Wired is running an excellent article about manufactured diamonds. There are two labs, one in Florida and one in Boston, that can now make diamonds that are indistinguishable from nature-made ones. And they can make them perfect, every time, for under a hundred dollars. These aren’t artificial - they’re real diamonds - they’re just made in a lab in a few days instead of underground in thousands of years.
This is an amazing thing for me because I’ve come to learn how evil the diamond trade is. De Beers has the definition of an evil monopoly over the market. They intentionally keep the prices high on a gem that isn’t very rare at the expense of many African lives a year. I think I’m actually morally opposed to buying a diamond from how much I’ve learned about this terribly industry. Now it seems that these labs can make them, and do it for cheap.

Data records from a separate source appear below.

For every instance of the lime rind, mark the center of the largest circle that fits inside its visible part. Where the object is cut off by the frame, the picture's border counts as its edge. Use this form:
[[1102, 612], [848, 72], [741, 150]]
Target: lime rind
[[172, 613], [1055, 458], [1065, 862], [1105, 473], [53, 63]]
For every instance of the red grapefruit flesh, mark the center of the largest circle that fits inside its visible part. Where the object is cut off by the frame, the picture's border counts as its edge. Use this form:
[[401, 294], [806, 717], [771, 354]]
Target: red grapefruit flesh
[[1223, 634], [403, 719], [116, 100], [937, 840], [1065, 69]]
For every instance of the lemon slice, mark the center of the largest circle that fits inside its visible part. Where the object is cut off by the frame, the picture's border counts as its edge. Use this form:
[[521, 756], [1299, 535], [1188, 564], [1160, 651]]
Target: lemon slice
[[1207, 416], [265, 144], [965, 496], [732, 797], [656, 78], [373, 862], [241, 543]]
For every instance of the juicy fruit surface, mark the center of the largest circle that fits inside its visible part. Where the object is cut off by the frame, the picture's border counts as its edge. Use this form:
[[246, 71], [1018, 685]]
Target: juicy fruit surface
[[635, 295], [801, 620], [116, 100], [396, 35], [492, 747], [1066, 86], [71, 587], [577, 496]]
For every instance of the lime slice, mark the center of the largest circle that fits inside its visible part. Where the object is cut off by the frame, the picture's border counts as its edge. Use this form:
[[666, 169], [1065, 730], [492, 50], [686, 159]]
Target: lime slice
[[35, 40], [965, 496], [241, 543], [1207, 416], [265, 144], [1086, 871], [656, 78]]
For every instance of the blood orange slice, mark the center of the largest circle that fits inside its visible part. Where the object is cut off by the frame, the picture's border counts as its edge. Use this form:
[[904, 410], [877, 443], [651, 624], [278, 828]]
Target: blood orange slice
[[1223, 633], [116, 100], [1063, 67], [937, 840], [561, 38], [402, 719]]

And even more important than the potential for cheap jewelry is the prospect of using diamonds for scientific purposes. Computers are getting to the point where they’ll eventually run hot enough to melt silicon. Diamond-based semiconductors will open up an increase in computer speed in orders of magnitude.
According to the article, this is a prospect that has De Beers scared. So dangerous to them is the upcoming availability of cheap diamonds that Apollo Diamond president Bryant Linares was once told that his “father’s research was a good way to get a bullet in the head.”